Dieci centimetri. E’ la distanza che separa il primo dal secondo, la felicità dalla delusione, le spiegazioni dalle giustificazioni. Dieci centimetri. E’ la distanza che distingue centotrentasette chilometri con cinque o sei salite fra cinquantatrè concorrenti. Dieci centimetri. E’ la distanza che rimane, ufficialmente, alla fine di una corsa. E del libro “La corsa”.
Non ricordavo che “La corsa” dell’olandese Tim Krabbé fosse così coinvolgente. La prima edizione originale nel 1978. La prima edizione italiana nel 2006, pubblicata da Marcos y Marcos. La più recente nel 2022, pubblicata da alvento per Mulatero, con la traduzione di Franco Paris e corredata da un’intervista del traduttore all’autore (216 pagine, 17 euro). “La corsa” è un titolo riduttivo. Perché sono tante corse in una sola corsa, forse anche tanti libri in un solo libro. Il libro è un romanzo. La cronaca del circuito del Mont Aigoual, in Francia, nel Massiccio Centrale, per cicloamatori: chilometro per chilometro, scatti e controscatti, e pensieri, attacchi e inseguimenti, e sensazioni, fughe e contropiedi, e confessioni. Fino alla volata finale, a due, con quei dieci centimetri. Ma fra una pedalata e l’altra, da un chilometro all’altro, le altre corse, le altre storie. Anquetil che “a ogni salita toglieva la borraccia dal portaborraccia e la infilava nella tasca posteriore della sua maglia di gara”, Graczyk che “tagliava in due una patata e andava a riposare mettendosene sugli occhi le due metà”, Coppi che “si faceva portare in braccio su per le scale dell’albergo”, Rivière che “gonfiava le gomme con l’elio”, Van Est che rimase senza freni e allora “cercò di fermare la ruota anteriore con le mani e siccome non bastava infilò pure un piede nei raggi”. E poi c’è anche la storia di Krabbé, la sua storia ciclistica. E se la cronaca della corsa va avanti dal chilometro zero all’arrivo, la storia di Krabbé va indietro dalla fine all’inizio, e tutte le altre storie vanno su e giù, s’infilano e s’intrecciano, fino a saltare e rimbalzare.
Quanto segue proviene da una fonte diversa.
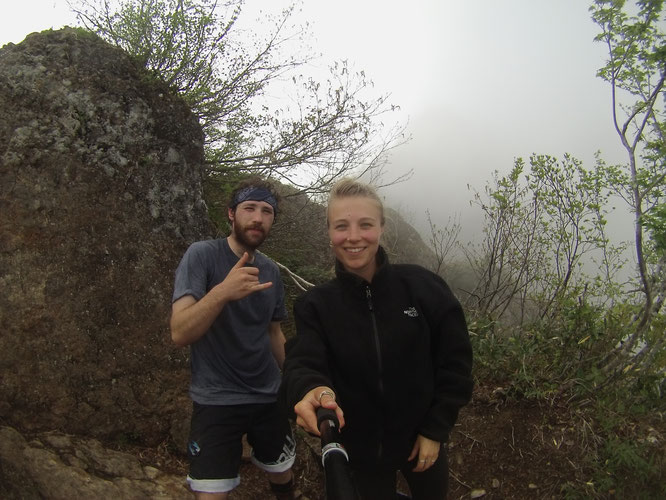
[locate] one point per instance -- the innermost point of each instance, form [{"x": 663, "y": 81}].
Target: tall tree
[
  {"x": 333, "y": 128},
  {"x": 636, "y": 72}
]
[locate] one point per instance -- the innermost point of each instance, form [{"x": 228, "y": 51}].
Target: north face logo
[{"x": 411, "y": 312}]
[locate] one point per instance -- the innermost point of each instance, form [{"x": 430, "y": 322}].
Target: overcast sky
[{"x": 481, "y": 83}]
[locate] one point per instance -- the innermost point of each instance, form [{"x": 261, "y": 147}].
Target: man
[{"x": 227, "y": 305}]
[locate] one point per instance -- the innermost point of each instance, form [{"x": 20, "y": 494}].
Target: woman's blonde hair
[{"x": 347, "y": 188}]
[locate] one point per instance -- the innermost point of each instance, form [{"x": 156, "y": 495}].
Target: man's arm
[
  {"x": 277, "y": 342},
  {"x": 191, "y": 319}
]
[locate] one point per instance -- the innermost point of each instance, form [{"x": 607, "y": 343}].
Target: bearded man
[{"x": 227, "y": 305}]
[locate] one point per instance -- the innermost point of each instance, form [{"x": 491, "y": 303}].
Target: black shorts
[{"x": 216, "y": 447}]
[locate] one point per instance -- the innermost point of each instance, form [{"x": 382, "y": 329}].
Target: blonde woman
[{"x": 384, "y": 345}]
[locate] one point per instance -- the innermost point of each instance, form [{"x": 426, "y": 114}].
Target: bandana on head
[{"x": 252, "y": 193}]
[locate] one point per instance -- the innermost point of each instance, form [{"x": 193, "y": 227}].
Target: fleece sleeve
[
  {"x": 452, "y": 362},
  {"x": 306, "y": 363}
]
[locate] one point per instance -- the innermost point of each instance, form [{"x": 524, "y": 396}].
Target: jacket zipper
[{"x": 368, "y": 295}]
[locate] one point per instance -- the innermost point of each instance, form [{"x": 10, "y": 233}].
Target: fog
[{"x": 478, "y": 83}]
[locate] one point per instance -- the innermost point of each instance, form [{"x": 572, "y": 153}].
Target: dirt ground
[{"x": 500, "y": 449}]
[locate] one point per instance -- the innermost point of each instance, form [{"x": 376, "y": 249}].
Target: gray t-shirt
[{"x": 232, "y": 363}]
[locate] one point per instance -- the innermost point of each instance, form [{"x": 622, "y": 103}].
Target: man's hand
[
  {"x": 427, "y": 450},
  {"x": 306, "y": 408},
  {"x": 242, "y": 281},
  {"x": 190, "y": 319}
]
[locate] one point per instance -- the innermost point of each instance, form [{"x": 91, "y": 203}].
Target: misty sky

Gian Paolo Ormezzano sostiene che per scrivere di ippica non è indispensabile essere cavalli, ma fantini aiuta. Krabbé, del ciclismo, ha esperienze dirette. Che si leggono, si sentono, si vivono. E che rappresentano la parte più viva, più vera, più avvincente. “Scrolla le spalle e comincia a spiegarmi quanto poco tempo abbia per allenarsi. Lo dicono tutti i ciclisti, sempre, come se temessero di essere giudicati proprio sulla base delle qualità che più contano”. “Ha sempre una scusa, forze maligne votate a procurargli guai, mal di stomaco, mal di gambe, una gomma a terra, la catena saltata, qualcosa che si è rotto”. “Un momento grandioso. Mi sono preparato così a lungo per questa corsa, e questi sono gli ultimi secondi prima della mossa decisiva. Adesso che la decisione è presa sono anche in grado di spiegarla: Reilhan è l’unico che possa ancora battermi. A Camprieu si è rivelato vulnerabile. Quindi devo attaccarlo. Ancora tre secondi. Puoi pensare interi mondi in tre secondi. Adesso”. “Quante volte, lottando penosamente nel mezzo di un gruppo ormai battuto che però teneva un ritmo infernale faticosissimo da seguire, ho desiderato una foratura? Una foratura, un permesso per interrompere l’agonia”.
Dieci centimetri. “Saper accettare la sconfitta è una spregevole scappatoia, un’offesa nei confronti dello spirito dello sport. Chi sa accettare la sconfitta dovrebbe essere bandito dalla pratica sportiva”. Grande, Krabbé, grandissimo. Lo sport, dentro, è vita o morte, paradiso o inferno, tutto o niente. E amen.